Childhood Memories

Patches

My childhood friends and I wore blue jeans most of the time.  Our parents bought them because we were hard on our clothes.  Life was full on petal to the metal, so our jeans took a beating.  They were the sturdiest option on the market, so moms and dads bought them for their sons.  Most moms bought them two to four inches too long to provide for growth.

We rolled the bottom portion to make a cuff, sometimes doubling, or even tripling, them.  If we just got taller, not fatter, the plan worked well.  You could get a full year out of one pair.  You just had to roll your cuffs down to empty the dirt before you went in the house.

The Presteds, our next-door neighbors, had several boys so the worn jeans were easily passed from one boy to the next.  They got more than one kid through a couple of years.

If any of us tore out the knee falling off a bike, or taking a tumble on the concrete sidewalk, our moms ironed on a patch, and we were good to go.  Most ironed the patches on the outside of the hole, and the jeans took on a dark blue badge of courage, singling to the rest of the world that you were a man’s man or a Clutz. Some ironed them inside the tear where they were more difficult to detect.  I’ve mended more than one pair of pants during my adult years that way.

Mom had a friend who altered and mended clothes in her home.  She would send me over there to alter newly purchased “dress” pants.  If she turned the cuff up just right, I could get an extra year, or so, out of the pants even during a growth spurt.

One year Mom bought me a pair of gray dress slacks for the holiday season.  I was to wear them for Thanksgiving and Christmas gatherings.  I was twelve or thirteen.
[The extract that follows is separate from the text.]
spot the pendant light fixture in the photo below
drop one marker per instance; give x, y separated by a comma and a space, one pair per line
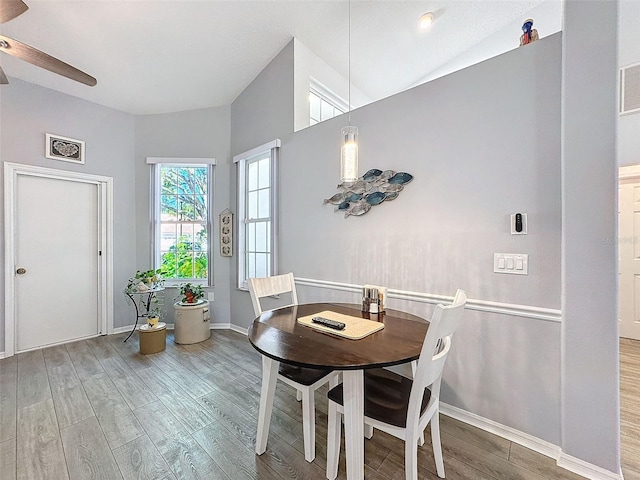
349, 150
My cousin, Gene, had his driver’s license.  We had Thanksgiving dinner at his house and his mom, my Aunt Ruth, sent him to the store for some last-minute items.  I tagged along.

Gene ran out the front door and I ran out after him.  He was four years older and more accomplished in such a maneuver.  I hit the bottom of the front porch, slipped on the ice, fell, and ripped a hole in my new dress slacks.  It was the first time I had worn them, and I had destroyed them in a manner of moments.  When we returned from the store, I told Mom.  She had me take them off and I put on a pair of Gene’s too big for me slacks.

The next week, Mom sent me back to the “mending lady” and she wove my slacks back together.  Other than a small rise in the material, you would never have known there was once a hole at the knee.  It was like magic.

A couple of weeks later, we went back to Aunt Ruth’s house for a Christmas affair, and once again, she sent Gene to the store.  I tagged along, and as careful as I could be, I made my way to the car.  My caution blew up in my face when, once again, I hit the deck and tore out the knee.  This time Mom didn’t send me back to the mending lady.

Why tell such a tale?  Well, the times have changed and now people buy new jeans with holes in them.  Manufacturers are making them that way.  It’s a fashion trend that makes no sense to me.  I’ve got a couple of fashionistas in my own family who buy their jeans that way.  I still love them, but I don’t get it.

Some who wear them too tight look like they have tiny little butts running down their legs. Each butt cheek pops out from either side of a few strands of thread. I just shake my head and think how much my mom’s mending lady friend could make if she was still around.  She’d be making a killin, and the iron on patch industry would be blowing up.